Saturday, September 21, 2019

What Now? - Ageism and the benefits of "this stage of life"

Maggie's Family Market by Marcia Muth
“And I find my eighties have been even more fun than my seventies were.”   
— Marcia Muth, folk artist

Greetings fellow “olders:” 

Ashton Applewhite uses that term rather than some of the ones we’ve tried on before such as … “elders,” “crones,” etc., primarily because it is value neutral.

Recently, I started thinking about writing about this stage of life, and it is turning out to be a far more interesting project than I first thought, especially since there is already a lot of literature out there. I am enjoying the positive, growth-oriented approach of Applewhite's This Chair Rocks. She also has an 11-minute TED talk which is a great (and often funny) way to hear her positive take on this time of life … and to understand “ageism” and how it affects our thinking. 

Ashton Applewhite: click here for TEDtalk.
I have to admit, when I started this project, I was thinking more about the downsides of being older, however, reading this book and watching the TED talk reminded me that I’m thoroughly enjoying life right now at the age of 73. Of course, I happen to be healthy, financially secure, and have people and projects in my life that bring me happiness. Not everyone is so fortunate.

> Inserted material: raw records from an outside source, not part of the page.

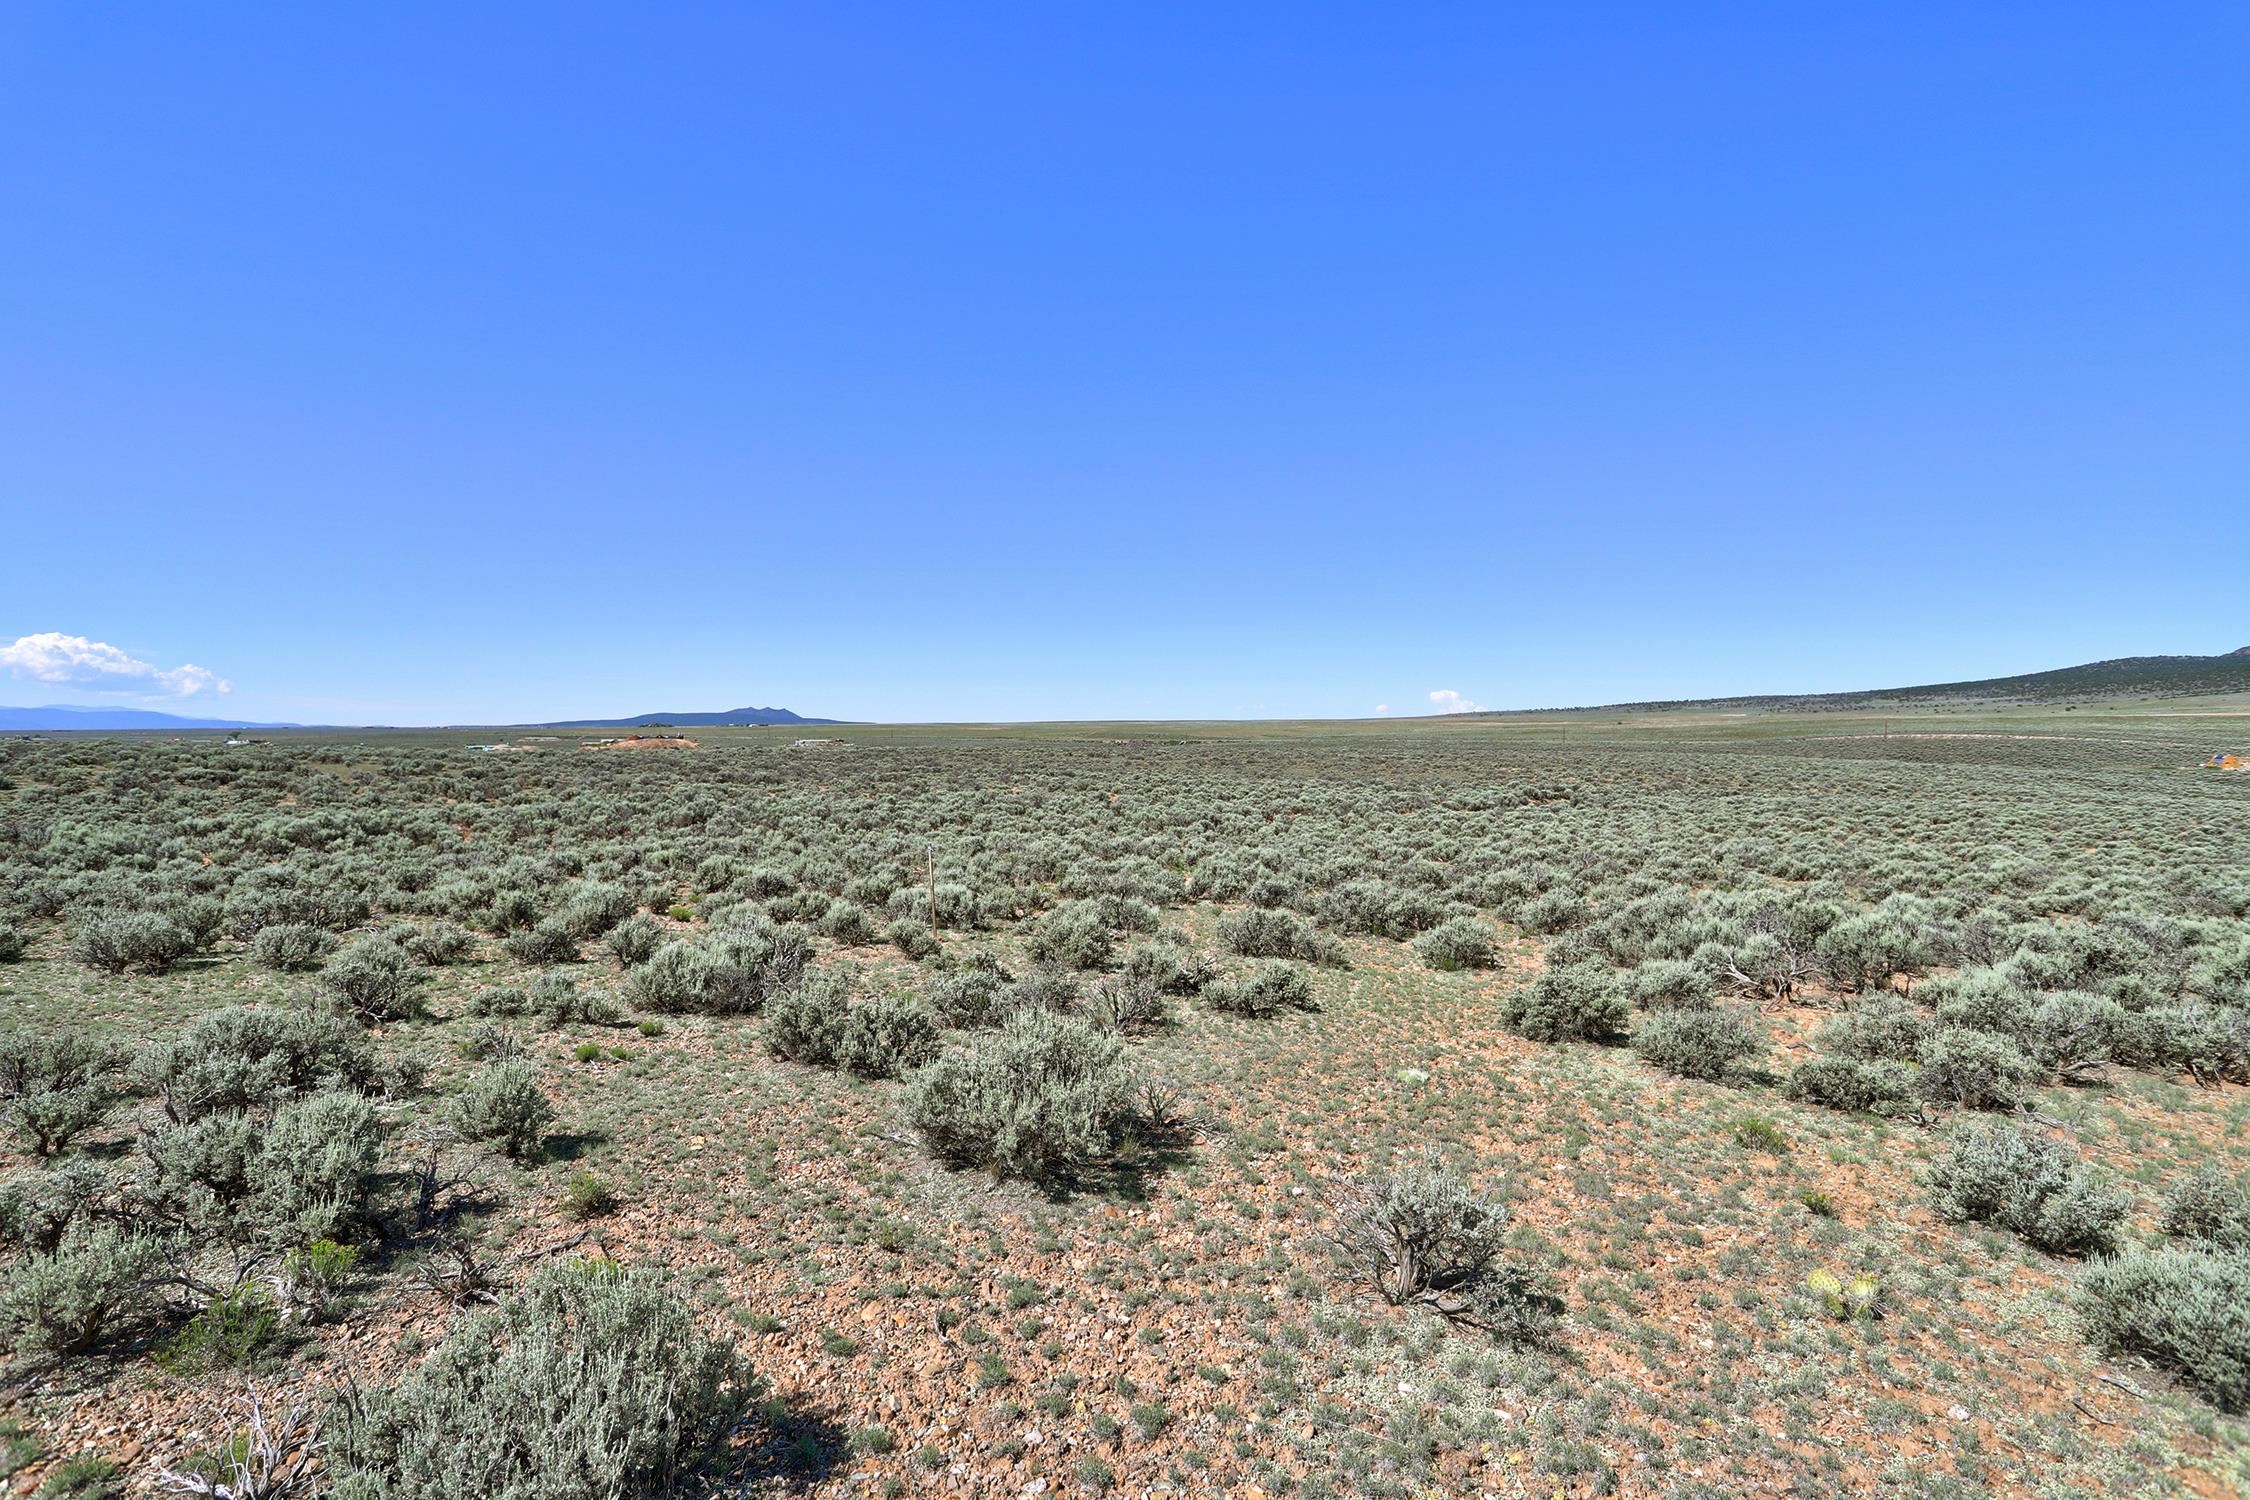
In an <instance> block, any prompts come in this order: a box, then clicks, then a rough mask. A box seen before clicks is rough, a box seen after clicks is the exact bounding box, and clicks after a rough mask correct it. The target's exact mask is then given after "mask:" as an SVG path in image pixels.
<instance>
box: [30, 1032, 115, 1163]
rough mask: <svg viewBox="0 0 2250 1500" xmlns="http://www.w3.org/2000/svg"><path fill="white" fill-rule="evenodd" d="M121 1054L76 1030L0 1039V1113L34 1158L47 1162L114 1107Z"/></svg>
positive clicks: (66, 1146)
mask: <svg viewBox="0 0 2250 1500" xmlns="http://www.w3.org/2000/svg"><path fill="white" fill-rule="evenodd" d="M124 1066H126V1050H124V1048H122V1046H117V1043H115V1041H108V1039H92V1037H88V1034H86V1032H79V1030H59V1032H7V1034H0V1113H4V1118H7V1122H9V1124H11V1127H13V1129H16V1133H18V1136H20V1138H22V1142H25V1145H27V1147H31V1151H34V1154H38V1156H52V1154H54V1151H59V1149H63V1147H68V1145H70V1142H72V1140H74V1138H77V1136H79V1133H83V1131H88V1129H92V1127H97V1124H101V1120H106V1118H108V1113H110V1111H113V1109H115V1106H117V1075H119V1073H122V1070H124Z"/></svg>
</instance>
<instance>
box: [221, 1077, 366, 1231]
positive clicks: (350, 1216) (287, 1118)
mask: <svg viewBox="0 0 2250 1500" xmlns="http://www.w3.org/2000/svg"><path fill="white" fill-rule="evenodd" d="M380 1154H382V1122H380V1120H378V1115H376V1106H373V1104H369V1102H367V1097H364V1095H358V1093H315V1095H308V1097H302V1100H290V1102H288V1104H284V1106H281V1109H277V1111H275V1118H272V1124H270V1127H268V1129H266V1140H263V1145H261V1147H259V1158H257V1167H254V1172H252V1208H254V1212H257V1217H259V1221H261V1228H263V1230H266V1235H268V1237H270V1239H277V1241H281V1244H290V1246H308V1244H313V1241H317V1239H331V1241H333V1239H344V1237H349V1230H351V1228H353V1226H358V1223H360V1221H364V1219H367V1212H369V1199H371V1194H373V1174H376V1163H378V1158H380Z"/></svg>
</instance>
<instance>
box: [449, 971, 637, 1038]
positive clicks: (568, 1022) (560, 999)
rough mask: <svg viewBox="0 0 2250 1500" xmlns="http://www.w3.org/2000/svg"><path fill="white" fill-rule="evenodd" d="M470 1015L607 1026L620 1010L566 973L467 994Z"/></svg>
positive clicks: (596, 991) (610, 999)
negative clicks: (525, 984)
mask: <svg viewBox="0 0 2250 1500" xmlns="http://www.w3.org/2000/svg"><path fill="white" fill-rule="evenodd" d="M468 1014H472V1016H538V1021H540V1023H542V1025H549V1028H553V1025H571V1023H587V1025H610V1023H612V1021H616V1019H619V1016H621V1014H623V1012H621V1010H619V1005H616V1001H612V999H610V996H605V994H601V992H598V990H587V987H583V985H580V983H578V981H574V978H571V976H569V974H538V976H535V978H533V981H531V983H529V985H495V987H493V990H479V992H477V994H472V996H468Z"/></svg>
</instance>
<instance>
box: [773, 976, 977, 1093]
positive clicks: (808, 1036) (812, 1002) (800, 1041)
mask: <svg viewBox="0 0 2250 1500" xmlns="http://www.w3.org/2000/svg"><path fill="white" fill-rule="evenodd" d="M765 1046H767V1048H772V1052H774V1055H776V1057H787V1059H792V1061H805V1064H817V1066H823V1068H844V1070H846V1073H857V1075H859V1077H898V1075H902V1073H911V1070H913V1068H920V1066H922V1064H925V1061H929V1059H931V1057H936V1055H938V1023H936V1016H931V1014H929V1012H927V1010H922V1007H920V1005H916V1003H913V1001H907V999H893V996H875V999H864V1001H855V999H853V996H850V992H848V990H846V987H844V985H841V983H839V981H808V983H805V985H801V987H799V990H794V992H790V994H781V996H774V1001H772V1003H769V1005H767V1007H765Z"/></svg>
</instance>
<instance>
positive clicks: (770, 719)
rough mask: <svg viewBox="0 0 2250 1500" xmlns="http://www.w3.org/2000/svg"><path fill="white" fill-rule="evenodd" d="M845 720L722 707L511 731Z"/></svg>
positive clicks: (798, 713)
mask: <svg viewBox="0 0 2250 1500" xmlns="http://www.w3.org/2000/svg"><path fill="white" fill-rule="evenodd" d="M841 722H844V720H808V717H803V715H799V713H790V711H787V708H720V711H718V713H637V715H632V717H630V720H556V722H553V724H511V729H648V726H650V724H670V726H677V729H713V726H718V724H841Z"/></svg>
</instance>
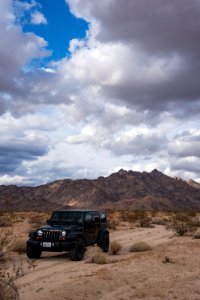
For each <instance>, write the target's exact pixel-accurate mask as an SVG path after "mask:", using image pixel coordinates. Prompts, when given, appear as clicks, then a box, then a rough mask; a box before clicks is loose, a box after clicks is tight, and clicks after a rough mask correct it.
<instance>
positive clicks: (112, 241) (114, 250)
mask: <svg viewBox="0 0 200 300" xmlns="http://www.w3.org/2000/svg"><path fill="white" fill-rule="evenodd" d="M121 249H122V245H121V244H120V243H119V242H117V241H112V242H111V243H110V253H111V254H113V255H116V254H117V253H119V251H120V250H121Z"/></svg>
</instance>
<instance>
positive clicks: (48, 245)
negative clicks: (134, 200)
mask: <svg viewBox="0 0 200 300" xmlns="http://www.w3.org/2000/svg"><path fill="white" fill-rule="evenodd" d="M43 247H45V248H51V243H48V242H44V243H43Z"/></svg>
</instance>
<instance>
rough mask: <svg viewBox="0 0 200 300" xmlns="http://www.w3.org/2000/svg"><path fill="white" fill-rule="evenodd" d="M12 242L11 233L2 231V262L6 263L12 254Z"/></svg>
mask: <svg viewBox="0 0 200 300" xmlns="http://www.w3.org/2000/svg"><path fill="white" fill-rule="evenodd" d="M11 240H12V234H11V231H8V230H1V234H0V262H3V261H5V260H6V258H7V256H8V254H9V253H10V245H11Z"/></svg>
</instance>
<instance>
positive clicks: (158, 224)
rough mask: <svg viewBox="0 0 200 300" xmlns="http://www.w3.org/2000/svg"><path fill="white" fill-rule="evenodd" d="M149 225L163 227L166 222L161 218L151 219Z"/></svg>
mask: <svg viewBox="0 0 200 300" xmlns="http://www.w3.org/2000/svg"><path fill="white" fill-rule="evenodd" d="M151 224H155V225H165V224H166V222H165V221H164V220H163V219H162V218H161V217H153V218H152V219H151Z"/></svg>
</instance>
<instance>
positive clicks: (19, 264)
mask: <svg viewBox="0 0 200 300" xmlns="http://www.w3.org/2000/svg"><path fill="white" fill-rule="evenodd" d="M23 275H24V269H23V266H22V262H21V264H19V265H15V263H13V266H12V269H11V270H8V269H7V267H6V265H5V264H4V265H3V266H1V272H0V300H18V299H19V294H18V287H17V285H16V284H15V282H16V279H17V278H19V277H21V276H23Z"/></svg>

Working title for the project is  … 

What Now?

Wisdom about this
sometimes strange,
sometimes heartbreaking,
sometimes magical time of life.
(special thanks to Barbara Gaughen-Muller and Harriet Eckstein 
for their contributions to the title search)
So, in this vein, I would like to ask you two questions:
  1. What benefits have you found to being in “this stage of life?”
  2. How have you experienced “ageism” … being discriminated against or treated as if you can’t or shouldn’t do something because of your age?
You can respond by email - jwycoff at or in the comments section below. Responses will be gathered into the next post (just let me know if you would like your name withheld.) 

All of the posts about this will be on this blog under the category: What Now?

                                  “Never grow up.”
After a full and creative life Marcia Muth, designated a “Living Treasure,” died in Santa Fe in 2014 at age 94. When asked about her secret to creativity and youthful vigor, she said: “Never grow up.”

Click here for more information about her life.


  1. 1. Benefit: Coming to terms with my own mortality gives me a resolve and focus like never before. If I want to leave a legacy, I had better get to it NOW! Also, I care less what people think of me. This is liberating.

    2. The only “ageism” I have experienced is that of invisibility, which surprisingly gives me permission to be more visible.

    I look forward to seeing where this project leads you, Joyce.